原話は不詳で、文化年間(1804-17)に作られた、古い狂歌噺です。

最古の速記は、明治28年(1895)6月、雑誌『百花園』に掲載の二代目柳家小さんのものですが、小さんは当時既に引退していて隠居名「禽語楼」を名乗っています。

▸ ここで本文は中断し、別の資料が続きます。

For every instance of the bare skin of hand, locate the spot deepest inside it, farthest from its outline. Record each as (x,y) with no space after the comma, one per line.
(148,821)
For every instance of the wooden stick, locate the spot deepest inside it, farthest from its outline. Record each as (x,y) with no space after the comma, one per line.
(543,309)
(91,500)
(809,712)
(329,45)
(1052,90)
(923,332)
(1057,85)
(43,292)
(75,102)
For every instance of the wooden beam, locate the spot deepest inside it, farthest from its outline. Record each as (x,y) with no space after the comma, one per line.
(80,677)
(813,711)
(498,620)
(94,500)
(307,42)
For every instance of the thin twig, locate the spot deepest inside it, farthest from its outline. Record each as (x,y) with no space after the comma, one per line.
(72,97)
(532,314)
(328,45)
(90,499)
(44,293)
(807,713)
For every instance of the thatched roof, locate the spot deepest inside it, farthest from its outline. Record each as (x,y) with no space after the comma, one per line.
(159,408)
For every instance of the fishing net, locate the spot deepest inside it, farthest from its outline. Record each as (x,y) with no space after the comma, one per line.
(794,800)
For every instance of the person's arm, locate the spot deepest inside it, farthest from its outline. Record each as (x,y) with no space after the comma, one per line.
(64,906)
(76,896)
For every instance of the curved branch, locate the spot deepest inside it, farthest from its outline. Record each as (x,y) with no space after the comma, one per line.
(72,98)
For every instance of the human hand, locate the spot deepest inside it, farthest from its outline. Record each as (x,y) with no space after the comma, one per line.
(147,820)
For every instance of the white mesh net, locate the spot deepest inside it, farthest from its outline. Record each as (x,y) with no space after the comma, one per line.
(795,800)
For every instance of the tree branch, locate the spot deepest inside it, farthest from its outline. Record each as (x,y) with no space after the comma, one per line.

その小さんのバージョンは、現行よりかなり長く、この前に、零落した古木が女房に別れてくれと迫られ、「いかのぼり 長きいとまに さるやらば 切れて子供の 泣きやあかさん」と詠んで、女房が思いとどまるくだり、子供が、自身番の前でいたずらをし、町役になぐられて泣いて帰ってきたので、「折檻を 頂戴いたす お蔭には せがれ面目 なく(無く=泣く)ばかりなり」と詠んで、町役を謝らせる逸話を付けています。

円生、彦六の演出

戦後は八代目林家正蔵(彦六)と六代目三遊亭円生という、同世代で犬猿の仲といわれた両巨匠が、競うように演じました。二人は共に、円朝直門の最後の一人、三遊一朝(1847-1930)に習ったもの。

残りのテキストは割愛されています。